I n t r o d u c t i o n t o S o f t w a r e S e c u r i t ...

Introduction to Software Security

Chapter 3.5: Serialization

Loren Kohnfelder

loren.kohnfelder@

Revision 2.0, January 2022.

Elisa Heymann

elisa@cs.wisc.edu

Barton P. Miller

bart@cs.wisc.edu

Objectives

Review what is serialization is for and how it works. Understand the potential security problems associated with serialization. Understand the multi-layer approach to remediating serialization attacks.

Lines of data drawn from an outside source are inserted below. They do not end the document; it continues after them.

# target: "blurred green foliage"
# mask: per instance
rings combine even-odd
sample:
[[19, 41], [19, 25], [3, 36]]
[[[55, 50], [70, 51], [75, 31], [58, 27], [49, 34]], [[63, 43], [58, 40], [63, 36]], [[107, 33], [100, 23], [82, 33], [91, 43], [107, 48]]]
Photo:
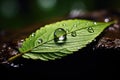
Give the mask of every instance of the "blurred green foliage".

This module includes examples from both Java and Python, and also mentions other popular language serialization implementations. While the implementation details of serialization differ significantly by language, the underlying principles and fundamental security threats are conceptually similar.

Serialization basics

Programmers routinely work with data objects in memory, but sometimes the objects need to be sent over a network or written to persistent storage (typically a file) to save some parts of the state of the program. Serialization is a technique that allows you to package your data objects in a robust and consistent form for storage or transmission, and then later restored to their in-memory form, either on the original machine or a different one. While simple data objects may reliably be represented by the same set of bytes running on similar hardware architectures with compatible software, in general the actual byte representation of objects is not guaranteed for various reasons. As a result, it is inadvisable to store and later reload the same byte contents and expect to get the same object state in the general case. Serialization provides a stable byte representation of the value of software objects that can be sent over a network that potentially will continue to work correctly even in future implementations using different hardware and/or software.

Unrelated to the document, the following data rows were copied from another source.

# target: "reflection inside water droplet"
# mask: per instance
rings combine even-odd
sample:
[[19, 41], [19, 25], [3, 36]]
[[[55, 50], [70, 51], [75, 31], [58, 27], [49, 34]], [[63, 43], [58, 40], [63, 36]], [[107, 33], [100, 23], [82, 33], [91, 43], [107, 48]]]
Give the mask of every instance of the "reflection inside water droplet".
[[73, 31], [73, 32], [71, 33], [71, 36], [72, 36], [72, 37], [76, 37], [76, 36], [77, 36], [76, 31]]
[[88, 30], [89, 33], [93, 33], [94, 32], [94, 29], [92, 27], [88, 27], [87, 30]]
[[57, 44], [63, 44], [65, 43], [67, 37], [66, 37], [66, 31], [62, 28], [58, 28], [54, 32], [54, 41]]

? 2017 Loren Kohnfelder, Elisa Heymann, Barton P. Miller

This work is licensed under a Creative Commons Attribution-NonCommercial-ShareAlike 4.0 International License.

1

Serialization fundamentally works in similar ways across most languages and implementations, although the specifics vary greatly depending on the style and nuances of the particular language. Class implementers can explicitly declare when objects should be serializable, in which case a standard library handles everything, and this works fine but only for objects that contain simple values. Objects with complex internal state often need to provide a custom implementation for serialization, typically by overriding a method of the standard library. The trick is understanding what the standard implementation does, its limitations, and when and how to handle serialization when appropriate.

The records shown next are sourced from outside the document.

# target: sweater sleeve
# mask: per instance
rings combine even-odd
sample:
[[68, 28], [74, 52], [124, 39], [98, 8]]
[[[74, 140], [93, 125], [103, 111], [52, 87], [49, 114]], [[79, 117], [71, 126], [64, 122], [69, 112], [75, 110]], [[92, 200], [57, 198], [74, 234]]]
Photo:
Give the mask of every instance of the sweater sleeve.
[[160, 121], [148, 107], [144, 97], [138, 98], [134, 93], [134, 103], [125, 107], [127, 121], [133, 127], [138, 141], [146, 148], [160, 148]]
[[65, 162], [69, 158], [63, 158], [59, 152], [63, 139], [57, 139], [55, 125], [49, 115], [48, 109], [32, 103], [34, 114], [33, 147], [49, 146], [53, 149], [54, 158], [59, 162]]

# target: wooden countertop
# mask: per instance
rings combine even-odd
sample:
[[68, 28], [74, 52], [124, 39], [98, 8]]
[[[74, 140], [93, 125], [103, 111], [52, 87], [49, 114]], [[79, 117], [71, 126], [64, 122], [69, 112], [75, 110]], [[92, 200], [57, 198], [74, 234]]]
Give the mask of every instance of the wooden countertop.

Perhaps the easiest security mistake to make with serialization is to inappropriately trust the provider of the serialized data. The act of deserialization converts the data to the internal representation used by your programming language, with few if any checks as to whether the encoded data was corrupted or intentionally designed to be malicious, assuming the standard library will be fine when it actually does not do the right thing or possibly exposes protected information inadvertently. When custom code handles serialization it needs to avoid all of the usual security pitfalls while expressing and reconstructing properly initialized objects in order for serialization to work properly. Objects that contain or reference other objects need special care in determining which of the objects need to also be serialized and understanding how those objects in turn work under serialization. When the source of serialized data is potentially untrustworthy often there is no way to defensively check for validity.

Serialization is a valuable and safe mechanism when you have full control of the data you receive for deserialization. There are a couple of general scenarios where serialization makes sense. The first scenario

2

is when you want to save a complex object for later use. Once you produce the serialized version of the object, you can write it safely to a file or database, making sure that the protections are set correctly to prevent possible tampering. At some later time, your program could read the object and deserialize it, knowing that it originated from a safe source (i.e., your own program).

A second scenario is where you want to send a complex object from one protected server to another. In this case, you control both the sender (the program that does the serialization) and the receiver (the program that does the deserialization). Of course, you need to make sure that you send the serialized data over an encrypted tamper-proof channel, using a secure protocol such as TLS.

Attempting to deserialize any data other than valid serialized data is dangerous. This warning applies to any data an attacker might be able to modify. Deserializing broken or maliciously modified data will generally result in indeterminate behavior, and that is a ripe opportunity for attackers to craft attacks.

Serialized byte streams are usually incompatible across languages, however at a high level, their structure and form is similar. Serialized data usually begins with a specific header denoting what it is -- so as to easily reject random data mistakenly used instead -- and often contains a version number allowing future implementation changes while maintaining backward compatibility. Before the object contents are expressed, metadata specifies the class of the data, that at deserialization time allows the runtime to instantiate the correct type of object. Actual field values are emitted in a predetermined sequence and, for complex objects, serialization proceeds recursively over the contained objects.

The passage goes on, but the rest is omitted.